My friend, Bryan, a UNC alum, told us about Time-Out as we made our way over, and I don't think I realized at the time that he was giving me all the reason I needed to turn around and practice a tiny bit of self-love. But you know how someone will tell you about something that sounds too unbelievably horrible that your sense of curiosity gets the best of you and you tell yourself, "I have to know if this place is really as disgusting as it has just been described, and the only way to know for sure is to see it for myself and then fill my bourbon-soaked belly with its hateful, hateful food?" You know?
Bryan told us two particularly improbably stories about Time-Out that I've since verified. The first was about the original late-shift operator of this "restaurant." (I am placing that word in quotes because to call Time-Out a restaurant requires seriously embracing irony. Kind of like saying Anna Nicole Smith was an American "icon" or Idi Amin had a "temper.") His name was Billy Ray Penny and before he died at 49 of completely unsurprising heart problems, Bryan explained that he'd gained a reputation for insulting his drunk, Tarheel customers. According to Bryan, Penny's favorite retort to slurry, demanding customers was, "I'd slap your face but shit splatters." Besides being awesome, this was true; so true that Penny even owned a t-shirt bearing that very same expression.
The other piece of Time-Out lore that I absolutely refused to believe was the "Box of Bones." (Bryan called it a bucket of bones, but I don't blame him for trying to suppress his memory in this case.) When you walk into Time-Out, weave your way past the numerous police officers stationed inside, and then scream at someone Mexican to give you a "Chicken Cheese Biscuit," here's what that Mexican guy will do. First, he'll use a pair of barbecue tongs to reach into a large metal bin filled with on-the-bone fried chicken breasts. Then he'll pull out a breast and, with a quick tug on the tongs, quickly remove the slab of white meat and plop it unceremoniously on to a butterflied, cheesed biscuit. Finally, still using the tongs, he'll pick up the bony carcass, with its few remaining scraps of meat clinging to it, then wheel around 180 degrees, and drop the bones into another metal bin.

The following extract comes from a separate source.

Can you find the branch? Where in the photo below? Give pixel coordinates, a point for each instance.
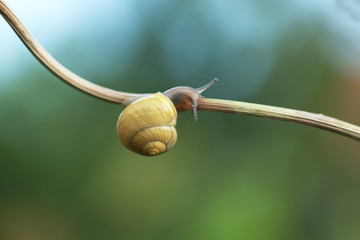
(54, 66)
(284, 114)
(203, 104)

After a while that bone bin will fill up (can you see where this is going) and, when it does, it officially goes on the menu as a "BOX OF BONES." For two dollars, less discriminating customers with two dollars may purchase a large box filled with about two dozen greasy chicken breastplates. "They must be for a dog," you might think, but you'd be crazy to think that because it's very dangerous for a dog to eat chicken bones. Fortunately, human beings can eat them all they want. And what kind of human being would pay $2 to strip the last, desperate morsels of meat off two dozen chicken bones? I think that kind of diner falls into one of five categories:
1. hobo
2. drifter
3. bowery bum
4. frat pledge
5. young ironist*
Eating at Time-Out (and, on the following night, Hector's) is kind of like unwittingly taking part in a hate crime against yourself. Of course that did nothing to keep it anything but packed to its slick, greasy walls with college students still capable of sleeping off their almost-nightly mistakes. I envy their elastic skin and short attention spans.
*this last category is the only one who won't finish eating the box, yet the only one who will talk about eating it afterwards. often. with eye-rolling, sarcastic pride.